I heartily recommend video production as a retirement pastime.
It sounds difficult, but for anyone with the slightest ability to read an owners' manual, turning out nearly professional-looking movies is easy. Buying a simple, Standard Definition (SD) camcorder and using only the movie-editing software that comes with it on an installation CD, you can produce short, technically low-resolution videos that don't take up much file space and so can be uploaded to YouTube (though uploading even a 2-minute, 100-MB video can take an irritatingly long time).
Better yet, you can produce longer movies at higher resolutions and burn them onto DVDs to send to everyone in sight. The picture quality is akin to that of typical low-def cable channels such as CNN: not bad.
I've already made a 30-minute video of our summer life in Vermont; a 20-minute video of our trip to Italy last September; an 8-minute video of a day in the life of our fabulous longhaired cat, Bessie, and short YouTube videos of harbor seals at La Jolla, Calif., and a Barack Obama fundraising party.
Adding voice-over narration and scoring the pieces with music is a snap. (But watch out for copyright violations.)
It won't take long before you want to take the next step: high-definition video to match the capabilities of your big, flat-screen HD TV set. We start talking about some serious money here.
An HD camcorder will set you back about $1,000 -- less if you can find a bargain in your desired model online. If all you want to do is connect the unit to your HDTV and play your raw video footage, no more expense is necessary. But if you want to burn high-def DVDs for yourself and your network of fans, some investigation is needed. You might end up with a $400 high-def DVD burner drive that connects to your PC externally. If you want to play the resulting HD DVDs back on only your PC, your wallet can stay closed.
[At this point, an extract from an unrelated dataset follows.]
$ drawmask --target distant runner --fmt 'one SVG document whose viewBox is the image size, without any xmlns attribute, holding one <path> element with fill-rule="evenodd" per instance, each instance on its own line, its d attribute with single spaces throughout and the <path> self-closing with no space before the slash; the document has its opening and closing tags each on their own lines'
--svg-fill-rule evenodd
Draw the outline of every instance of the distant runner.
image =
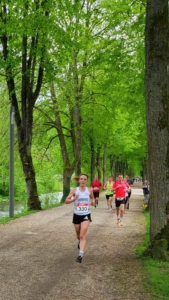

But if you want your edited, thoughtful movie to play on your HDTV, you'll probably need another $400 for a Blu-Ray HD DVD player.
Don't forget that friends to whom you'll mail your HD DVDs probably won't have a Blu-Ray yet, and will be seeing your masterpieces in soggy Standard Definition. In other words, the hardware and software that people own hasn't yet caught up to HD videomaking technology.
Before buying that hot new camcorder, It will pay to learn about the technology of high-def videocams. Cameras that store your pictures on those hoary MiniDV tapes -- still used by professional news crews and big, fancy, $3,300 "prosumer" cameras like the excellent Canon XHA1 -- will be relatively easy to match up with a software program that can turn the pictures into edited, narrated, scored movies on a moderately powerful computer. The experts say that MiniDV still yields the best video quality.
There's a new, rival, much-touted recording format called AVCHD that enables manufacturers to dispense with the tapes and to store pictures on a built-in hard drive (HDD), a DVD, a flash memory device or other "non-linear" medium. This is appealing, but the best websites in this field warn that it's still hard to find a decent editing program that will handle the highly compressed AVCHD. They also warn that you will need a super-powerful computer for this work. So make sure that before you buy an AVCHD camcorder, you will be able to find and install a compatible moviemaking program on your PC without buying a new computer in addition to spending all that other money.
With all this said and done, forget all the technical stuff. Just go out and shoot the heck out of your experiences -- an Alaskan cruise, a day at the beach, your kid's first birthday party. Organize the footage logically, trim it ruthlessly in an ego-free way -- and enjoy the rave reviews lavished upon you by the people who love you for the wannabe-Spielberg you have become.